David J. Wishart, Editor


PLAY PARTY

The play party, a preplanned traditional dance without instruments, was a recreational activity of teenagers and young adults that was once common across the Great Plains and the entire United States. People attending play parties played singing and action games such as "musical chairs" and many other games in volving male-female interactions, emphasizing socialization and interpersonal relationships rather than competition, while they shared refreshments and conversation.

Early folklorists, including Ben Botkin, Vance Randolf, and L. D. Ames, analyzed the play party and concluded that it flourished in Anglo-American culture on the western frontier because of the repressive influence of the puritan ethic, especially its opposition to musical instruments.
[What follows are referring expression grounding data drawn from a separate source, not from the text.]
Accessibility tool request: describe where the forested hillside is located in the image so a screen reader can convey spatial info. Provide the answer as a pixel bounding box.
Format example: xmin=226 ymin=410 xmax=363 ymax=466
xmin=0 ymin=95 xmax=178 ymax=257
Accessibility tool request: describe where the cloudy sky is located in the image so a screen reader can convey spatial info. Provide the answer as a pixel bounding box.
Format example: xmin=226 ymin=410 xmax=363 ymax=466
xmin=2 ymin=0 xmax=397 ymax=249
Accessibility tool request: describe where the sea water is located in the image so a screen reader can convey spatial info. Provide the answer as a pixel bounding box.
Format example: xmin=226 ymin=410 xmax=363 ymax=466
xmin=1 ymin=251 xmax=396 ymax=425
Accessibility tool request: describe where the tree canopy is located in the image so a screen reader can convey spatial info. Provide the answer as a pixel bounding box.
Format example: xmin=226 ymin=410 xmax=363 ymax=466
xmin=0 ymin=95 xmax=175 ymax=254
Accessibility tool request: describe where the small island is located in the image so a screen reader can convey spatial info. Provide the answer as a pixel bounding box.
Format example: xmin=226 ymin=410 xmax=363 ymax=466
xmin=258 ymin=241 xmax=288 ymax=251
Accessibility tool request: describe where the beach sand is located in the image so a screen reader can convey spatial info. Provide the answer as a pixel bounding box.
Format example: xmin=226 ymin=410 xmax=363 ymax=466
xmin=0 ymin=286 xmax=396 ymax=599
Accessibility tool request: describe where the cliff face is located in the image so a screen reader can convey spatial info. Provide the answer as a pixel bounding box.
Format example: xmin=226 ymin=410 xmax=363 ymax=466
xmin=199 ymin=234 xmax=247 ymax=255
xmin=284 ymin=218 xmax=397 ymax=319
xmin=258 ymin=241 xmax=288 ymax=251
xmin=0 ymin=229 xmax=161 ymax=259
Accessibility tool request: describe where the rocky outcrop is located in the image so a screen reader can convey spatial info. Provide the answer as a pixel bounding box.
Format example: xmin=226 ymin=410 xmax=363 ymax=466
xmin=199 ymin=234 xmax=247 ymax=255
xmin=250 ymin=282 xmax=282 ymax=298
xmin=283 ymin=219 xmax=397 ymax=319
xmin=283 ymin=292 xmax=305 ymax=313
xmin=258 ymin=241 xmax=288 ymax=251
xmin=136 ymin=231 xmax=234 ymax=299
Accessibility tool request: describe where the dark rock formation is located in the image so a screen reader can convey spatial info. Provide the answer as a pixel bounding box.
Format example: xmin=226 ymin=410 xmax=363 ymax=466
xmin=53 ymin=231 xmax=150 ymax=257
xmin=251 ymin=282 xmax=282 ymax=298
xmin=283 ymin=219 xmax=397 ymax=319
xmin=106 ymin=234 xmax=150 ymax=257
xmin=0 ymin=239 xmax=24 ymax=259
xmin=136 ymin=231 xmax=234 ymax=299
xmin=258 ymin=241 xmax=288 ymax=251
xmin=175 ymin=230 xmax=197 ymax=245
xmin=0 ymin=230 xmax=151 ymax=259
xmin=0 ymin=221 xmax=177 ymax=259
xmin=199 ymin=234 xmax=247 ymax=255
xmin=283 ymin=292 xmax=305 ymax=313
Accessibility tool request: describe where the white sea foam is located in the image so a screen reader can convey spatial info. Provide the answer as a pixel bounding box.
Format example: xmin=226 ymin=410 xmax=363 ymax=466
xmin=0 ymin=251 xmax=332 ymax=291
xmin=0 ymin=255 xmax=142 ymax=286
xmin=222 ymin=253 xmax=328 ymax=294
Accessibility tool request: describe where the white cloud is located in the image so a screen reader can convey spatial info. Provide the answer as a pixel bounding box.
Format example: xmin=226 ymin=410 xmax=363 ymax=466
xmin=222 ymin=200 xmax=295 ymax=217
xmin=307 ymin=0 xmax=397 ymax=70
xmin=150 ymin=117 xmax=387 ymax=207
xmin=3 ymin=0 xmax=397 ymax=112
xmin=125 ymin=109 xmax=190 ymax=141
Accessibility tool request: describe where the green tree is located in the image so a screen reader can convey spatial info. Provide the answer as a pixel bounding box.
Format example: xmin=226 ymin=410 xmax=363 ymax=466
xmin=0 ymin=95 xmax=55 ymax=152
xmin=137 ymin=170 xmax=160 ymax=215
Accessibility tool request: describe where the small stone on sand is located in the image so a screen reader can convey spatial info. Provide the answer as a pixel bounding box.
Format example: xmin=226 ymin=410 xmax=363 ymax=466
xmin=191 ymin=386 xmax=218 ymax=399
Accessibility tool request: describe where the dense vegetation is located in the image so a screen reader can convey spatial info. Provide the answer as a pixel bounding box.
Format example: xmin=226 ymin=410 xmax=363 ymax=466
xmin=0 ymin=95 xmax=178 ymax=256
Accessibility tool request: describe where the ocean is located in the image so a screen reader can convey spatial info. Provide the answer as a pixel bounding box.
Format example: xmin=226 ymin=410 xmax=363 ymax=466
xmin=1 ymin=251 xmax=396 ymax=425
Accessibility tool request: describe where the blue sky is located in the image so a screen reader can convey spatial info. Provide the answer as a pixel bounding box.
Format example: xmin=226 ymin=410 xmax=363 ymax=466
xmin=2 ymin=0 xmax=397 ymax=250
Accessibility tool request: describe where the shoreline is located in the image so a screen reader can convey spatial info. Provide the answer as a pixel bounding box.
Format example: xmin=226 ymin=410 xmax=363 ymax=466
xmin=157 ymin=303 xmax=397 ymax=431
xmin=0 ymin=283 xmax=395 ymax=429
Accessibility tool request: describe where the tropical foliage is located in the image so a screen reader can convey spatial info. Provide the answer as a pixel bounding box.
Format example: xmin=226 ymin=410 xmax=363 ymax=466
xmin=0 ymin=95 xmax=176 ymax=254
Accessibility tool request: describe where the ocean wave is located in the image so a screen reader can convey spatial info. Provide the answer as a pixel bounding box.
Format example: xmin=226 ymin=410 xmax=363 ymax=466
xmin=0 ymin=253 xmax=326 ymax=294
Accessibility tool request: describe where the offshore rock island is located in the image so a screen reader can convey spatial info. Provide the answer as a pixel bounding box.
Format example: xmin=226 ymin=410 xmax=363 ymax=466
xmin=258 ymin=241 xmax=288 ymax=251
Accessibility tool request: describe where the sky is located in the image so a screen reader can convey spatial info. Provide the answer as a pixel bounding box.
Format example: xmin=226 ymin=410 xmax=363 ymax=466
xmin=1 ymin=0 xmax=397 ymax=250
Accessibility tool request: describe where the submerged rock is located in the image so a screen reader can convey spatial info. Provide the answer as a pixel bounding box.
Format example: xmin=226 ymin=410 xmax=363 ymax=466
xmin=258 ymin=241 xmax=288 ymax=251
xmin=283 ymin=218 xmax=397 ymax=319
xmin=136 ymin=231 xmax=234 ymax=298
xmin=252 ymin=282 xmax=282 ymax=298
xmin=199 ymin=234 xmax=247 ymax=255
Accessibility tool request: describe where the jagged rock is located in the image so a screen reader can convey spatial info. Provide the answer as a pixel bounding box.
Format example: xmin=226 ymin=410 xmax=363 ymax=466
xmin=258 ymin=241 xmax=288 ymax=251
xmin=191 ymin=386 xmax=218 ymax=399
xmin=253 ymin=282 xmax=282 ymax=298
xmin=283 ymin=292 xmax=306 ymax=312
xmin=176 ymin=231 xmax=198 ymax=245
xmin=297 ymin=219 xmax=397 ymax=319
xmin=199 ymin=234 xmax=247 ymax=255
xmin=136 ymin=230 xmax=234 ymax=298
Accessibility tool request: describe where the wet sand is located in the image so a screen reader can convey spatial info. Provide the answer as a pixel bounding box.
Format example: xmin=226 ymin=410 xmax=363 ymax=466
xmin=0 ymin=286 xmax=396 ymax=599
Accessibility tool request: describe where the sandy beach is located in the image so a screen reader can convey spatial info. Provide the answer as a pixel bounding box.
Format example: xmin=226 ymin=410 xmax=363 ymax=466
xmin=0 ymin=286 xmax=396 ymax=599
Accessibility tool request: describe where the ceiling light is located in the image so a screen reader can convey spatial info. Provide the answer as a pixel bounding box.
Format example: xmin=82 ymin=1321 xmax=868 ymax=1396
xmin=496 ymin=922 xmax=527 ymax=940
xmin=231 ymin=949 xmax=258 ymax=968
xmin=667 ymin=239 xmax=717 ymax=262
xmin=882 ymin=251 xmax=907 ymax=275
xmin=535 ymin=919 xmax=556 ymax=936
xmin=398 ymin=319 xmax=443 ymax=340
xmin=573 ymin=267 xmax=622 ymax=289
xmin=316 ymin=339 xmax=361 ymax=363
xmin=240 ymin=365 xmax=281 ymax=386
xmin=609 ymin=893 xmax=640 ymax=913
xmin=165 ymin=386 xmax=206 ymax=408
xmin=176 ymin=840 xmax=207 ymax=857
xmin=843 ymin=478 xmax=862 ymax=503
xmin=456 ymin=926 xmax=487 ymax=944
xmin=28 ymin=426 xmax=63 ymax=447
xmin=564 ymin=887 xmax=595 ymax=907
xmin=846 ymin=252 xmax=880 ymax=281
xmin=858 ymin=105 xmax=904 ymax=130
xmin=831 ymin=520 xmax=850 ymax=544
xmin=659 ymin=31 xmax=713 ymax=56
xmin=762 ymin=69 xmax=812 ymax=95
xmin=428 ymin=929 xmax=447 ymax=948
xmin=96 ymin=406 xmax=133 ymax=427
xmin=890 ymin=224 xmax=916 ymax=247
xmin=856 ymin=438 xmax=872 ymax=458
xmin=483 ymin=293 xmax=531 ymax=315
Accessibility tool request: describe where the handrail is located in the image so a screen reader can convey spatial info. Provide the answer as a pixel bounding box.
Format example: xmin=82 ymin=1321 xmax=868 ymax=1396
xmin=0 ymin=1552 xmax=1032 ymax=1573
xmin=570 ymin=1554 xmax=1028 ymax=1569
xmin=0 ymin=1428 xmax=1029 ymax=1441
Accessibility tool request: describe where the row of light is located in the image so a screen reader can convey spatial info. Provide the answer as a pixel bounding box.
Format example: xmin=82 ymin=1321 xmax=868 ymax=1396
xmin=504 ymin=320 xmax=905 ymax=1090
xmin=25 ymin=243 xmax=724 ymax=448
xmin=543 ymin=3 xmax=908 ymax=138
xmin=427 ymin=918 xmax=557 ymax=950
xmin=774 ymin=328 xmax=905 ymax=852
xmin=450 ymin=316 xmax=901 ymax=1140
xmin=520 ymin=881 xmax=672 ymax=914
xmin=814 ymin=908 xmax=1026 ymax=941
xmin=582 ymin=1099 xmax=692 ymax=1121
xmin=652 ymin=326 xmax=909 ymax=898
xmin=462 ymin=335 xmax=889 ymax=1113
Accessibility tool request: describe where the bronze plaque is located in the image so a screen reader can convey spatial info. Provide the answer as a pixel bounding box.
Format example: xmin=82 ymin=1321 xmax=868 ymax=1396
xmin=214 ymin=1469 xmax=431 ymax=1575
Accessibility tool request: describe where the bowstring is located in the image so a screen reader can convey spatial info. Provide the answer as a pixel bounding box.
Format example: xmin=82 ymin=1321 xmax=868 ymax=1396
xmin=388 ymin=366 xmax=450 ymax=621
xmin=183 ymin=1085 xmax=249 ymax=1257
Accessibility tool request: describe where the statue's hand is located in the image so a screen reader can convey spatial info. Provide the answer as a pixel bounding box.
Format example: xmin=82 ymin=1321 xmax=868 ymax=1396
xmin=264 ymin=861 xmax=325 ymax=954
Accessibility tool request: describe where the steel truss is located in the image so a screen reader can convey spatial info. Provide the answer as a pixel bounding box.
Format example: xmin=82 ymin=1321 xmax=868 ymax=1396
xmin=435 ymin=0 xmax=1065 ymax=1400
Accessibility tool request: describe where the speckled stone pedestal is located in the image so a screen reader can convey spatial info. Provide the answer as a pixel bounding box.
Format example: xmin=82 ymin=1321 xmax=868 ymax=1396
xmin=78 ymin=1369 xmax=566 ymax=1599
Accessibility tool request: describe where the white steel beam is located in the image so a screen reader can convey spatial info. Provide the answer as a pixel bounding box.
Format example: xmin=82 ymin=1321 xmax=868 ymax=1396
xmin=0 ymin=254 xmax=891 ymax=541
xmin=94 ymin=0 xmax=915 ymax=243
As early as 1949, folklorists began to challenge this widely accepted description by noting that the lack of instruments at the play party might well have been caused simply by a shortage of instruments. Ben Botkin further maintains that the songs of the play party came to the Great Plains with the cattle drives through Texas and Oklahoma, two states where the parties were very popular. He also made the point that despite the play party's Anglo-American origins, African Americans and Native Americans participated in them as well, particularly in the Southern Great Plains. A 1972 article based on field interviews conducted in the mid-1960s concluded that the play party probably existed across America, persisted after the passage of the frontier, experienced revivals that often included instruments, created a complex poetic, and lived on as a substantial contribution to American children's games and folk music. Since that time, however, it seems that the tradition of the play party has faded.

Keith Cunningham Northern Arizona University

Ames, L. D. "The Missouri Play Party." Journal of American Folklore 24 (1911): 295-318.

Cunningham, Keith. "Another Look at the Play Party." Affword 2 (1972): 12-23.

Randolf, Vance. "The Ozark Play-Party." Journal of American Folklore 42 (1929): 201-32.